The problem with all this is that startups are not permanently immune to the normal laws of business, nor are richer investors immune to getting swept along by stories of imminent world domination that startups like to spin. Almost without exception, all Indian startups who have captured any market share have done so on the strength of unsustainable cash burn. This is considered normal for all tech startups, but there is a difference. When Google was burning money back in 1999-2001, it was using the cash in building its technology and its infrastructure. The same is true of Facebook or Twitter at the equivalent stages of their history. This was even true for Amazon at one stage.

In contrast, much of the startup scene in India today seems to consist of businesses that are literally giving away money to gain customers. I know there's the whole last man standing theory that these businesses are being built on and I won't get into arguing against that. Maybe, a day will come when except for one in each category, all web-based businesses will shut down and my best of luck to all of them.

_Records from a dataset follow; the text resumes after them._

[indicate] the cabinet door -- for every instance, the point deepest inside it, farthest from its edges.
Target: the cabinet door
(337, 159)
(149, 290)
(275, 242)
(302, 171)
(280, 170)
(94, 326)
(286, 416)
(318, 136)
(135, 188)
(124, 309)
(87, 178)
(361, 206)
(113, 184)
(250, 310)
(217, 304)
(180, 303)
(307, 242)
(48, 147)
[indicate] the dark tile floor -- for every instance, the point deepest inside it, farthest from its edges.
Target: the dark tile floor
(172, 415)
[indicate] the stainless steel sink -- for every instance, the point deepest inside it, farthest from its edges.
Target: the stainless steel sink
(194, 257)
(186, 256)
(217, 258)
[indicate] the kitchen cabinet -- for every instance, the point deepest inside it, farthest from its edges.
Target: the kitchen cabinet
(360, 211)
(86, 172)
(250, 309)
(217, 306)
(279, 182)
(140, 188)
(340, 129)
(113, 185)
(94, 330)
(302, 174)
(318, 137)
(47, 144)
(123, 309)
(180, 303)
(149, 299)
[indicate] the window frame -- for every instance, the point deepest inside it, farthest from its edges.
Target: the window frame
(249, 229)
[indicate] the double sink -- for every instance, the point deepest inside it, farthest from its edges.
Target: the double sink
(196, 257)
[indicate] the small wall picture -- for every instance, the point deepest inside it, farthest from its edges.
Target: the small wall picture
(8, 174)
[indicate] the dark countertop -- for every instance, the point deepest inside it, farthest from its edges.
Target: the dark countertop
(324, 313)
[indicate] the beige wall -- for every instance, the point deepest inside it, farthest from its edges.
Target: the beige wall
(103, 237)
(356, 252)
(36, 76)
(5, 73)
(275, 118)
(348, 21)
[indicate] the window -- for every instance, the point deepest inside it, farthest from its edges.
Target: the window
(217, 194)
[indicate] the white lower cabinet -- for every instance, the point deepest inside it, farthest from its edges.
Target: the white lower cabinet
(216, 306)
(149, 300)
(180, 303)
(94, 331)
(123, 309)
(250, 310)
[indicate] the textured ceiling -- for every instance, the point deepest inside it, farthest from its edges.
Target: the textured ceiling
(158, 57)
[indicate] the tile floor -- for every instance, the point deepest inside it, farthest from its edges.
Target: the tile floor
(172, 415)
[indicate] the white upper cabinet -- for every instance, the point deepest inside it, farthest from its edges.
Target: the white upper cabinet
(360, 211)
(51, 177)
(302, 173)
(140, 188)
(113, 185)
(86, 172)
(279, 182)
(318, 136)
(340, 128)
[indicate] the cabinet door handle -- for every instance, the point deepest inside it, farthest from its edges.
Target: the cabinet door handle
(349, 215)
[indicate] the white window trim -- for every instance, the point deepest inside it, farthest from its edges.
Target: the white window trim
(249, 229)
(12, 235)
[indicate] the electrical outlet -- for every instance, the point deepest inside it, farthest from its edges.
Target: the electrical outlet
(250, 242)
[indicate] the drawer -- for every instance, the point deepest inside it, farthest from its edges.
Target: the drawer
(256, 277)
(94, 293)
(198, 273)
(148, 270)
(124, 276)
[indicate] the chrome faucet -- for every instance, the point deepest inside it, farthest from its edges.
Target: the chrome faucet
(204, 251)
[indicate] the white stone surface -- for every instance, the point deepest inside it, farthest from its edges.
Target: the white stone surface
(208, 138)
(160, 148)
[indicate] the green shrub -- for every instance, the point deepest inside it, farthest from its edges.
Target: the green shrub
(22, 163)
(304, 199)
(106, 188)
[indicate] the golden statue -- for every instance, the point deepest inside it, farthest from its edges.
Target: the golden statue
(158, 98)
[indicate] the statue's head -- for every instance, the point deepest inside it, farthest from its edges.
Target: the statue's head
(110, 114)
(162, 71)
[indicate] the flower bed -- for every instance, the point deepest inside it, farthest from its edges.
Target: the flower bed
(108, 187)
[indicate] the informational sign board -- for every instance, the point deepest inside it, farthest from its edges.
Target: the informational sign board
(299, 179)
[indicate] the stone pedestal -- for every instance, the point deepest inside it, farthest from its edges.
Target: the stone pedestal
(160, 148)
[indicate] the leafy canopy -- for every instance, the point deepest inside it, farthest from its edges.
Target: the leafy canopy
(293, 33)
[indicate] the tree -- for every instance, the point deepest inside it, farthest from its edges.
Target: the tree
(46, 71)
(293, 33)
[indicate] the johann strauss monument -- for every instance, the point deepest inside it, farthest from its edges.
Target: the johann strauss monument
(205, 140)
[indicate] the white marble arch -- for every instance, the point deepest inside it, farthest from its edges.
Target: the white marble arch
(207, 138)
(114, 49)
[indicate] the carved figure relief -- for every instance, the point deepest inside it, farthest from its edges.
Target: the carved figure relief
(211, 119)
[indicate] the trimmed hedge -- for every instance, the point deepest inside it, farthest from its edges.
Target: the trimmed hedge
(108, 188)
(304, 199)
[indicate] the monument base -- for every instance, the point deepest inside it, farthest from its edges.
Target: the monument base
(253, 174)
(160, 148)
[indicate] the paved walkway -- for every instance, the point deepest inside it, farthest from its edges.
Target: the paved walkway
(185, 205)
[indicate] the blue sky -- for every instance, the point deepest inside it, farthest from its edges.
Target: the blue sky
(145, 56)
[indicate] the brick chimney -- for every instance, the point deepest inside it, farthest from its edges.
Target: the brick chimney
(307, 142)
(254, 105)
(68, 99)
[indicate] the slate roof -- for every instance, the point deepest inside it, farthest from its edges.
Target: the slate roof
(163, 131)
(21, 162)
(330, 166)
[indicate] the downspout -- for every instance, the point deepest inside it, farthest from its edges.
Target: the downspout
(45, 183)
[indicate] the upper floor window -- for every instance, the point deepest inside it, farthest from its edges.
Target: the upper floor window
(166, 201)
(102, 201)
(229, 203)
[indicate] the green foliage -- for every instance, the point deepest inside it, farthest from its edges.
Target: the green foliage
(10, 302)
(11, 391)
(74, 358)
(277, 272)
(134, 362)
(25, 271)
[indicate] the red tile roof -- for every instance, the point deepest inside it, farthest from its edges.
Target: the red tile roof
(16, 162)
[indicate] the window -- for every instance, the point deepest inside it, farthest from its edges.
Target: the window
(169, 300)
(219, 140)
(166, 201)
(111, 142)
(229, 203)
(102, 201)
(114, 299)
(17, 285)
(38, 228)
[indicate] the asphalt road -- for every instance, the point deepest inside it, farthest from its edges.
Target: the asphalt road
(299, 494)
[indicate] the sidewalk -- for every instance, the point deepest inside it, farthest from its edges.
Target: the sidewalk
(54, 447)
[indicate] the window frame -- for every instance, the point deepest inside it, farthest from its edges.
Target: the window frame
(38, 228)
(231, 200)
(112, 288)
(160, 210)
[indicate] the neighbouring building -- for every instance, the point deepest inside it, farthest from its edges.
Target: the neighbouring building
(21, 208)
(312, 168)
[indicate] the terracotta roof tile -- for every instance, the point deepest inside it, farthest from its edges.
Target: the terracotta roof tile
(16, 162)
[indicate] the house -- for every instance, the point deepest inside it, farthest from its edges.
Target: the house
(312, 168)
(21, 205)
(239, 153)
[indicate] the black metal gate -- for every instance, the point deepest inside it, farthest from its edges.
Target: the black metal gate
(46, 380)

However, all this does mean that the startups that do IPO in this new exchange will be a poor match for the individual investor, even one who can invest ₹10 lakh and above. Unless the amount you invest is genuinely an irrelevant 'fun money' allocation, investors should stick to businesses that can be evaluated by conventional measures of profitability and track record. Every startup has a story about growth and potential and maybe some will turn out to be true but as an investor, you will have no reasonable way of predicting which is true. Equally likely, it may be that by the time these startups reach the IPO market, they will either be massively over-valued and/or the IPO will just be an exit just before failure for the earlier investors. Examples of all these exist in abundance in other markets.

Effectively, the startup IPO market will be a combination of an opaque and risky future with high valuations. Which is really not what the individual equity investor in India needs.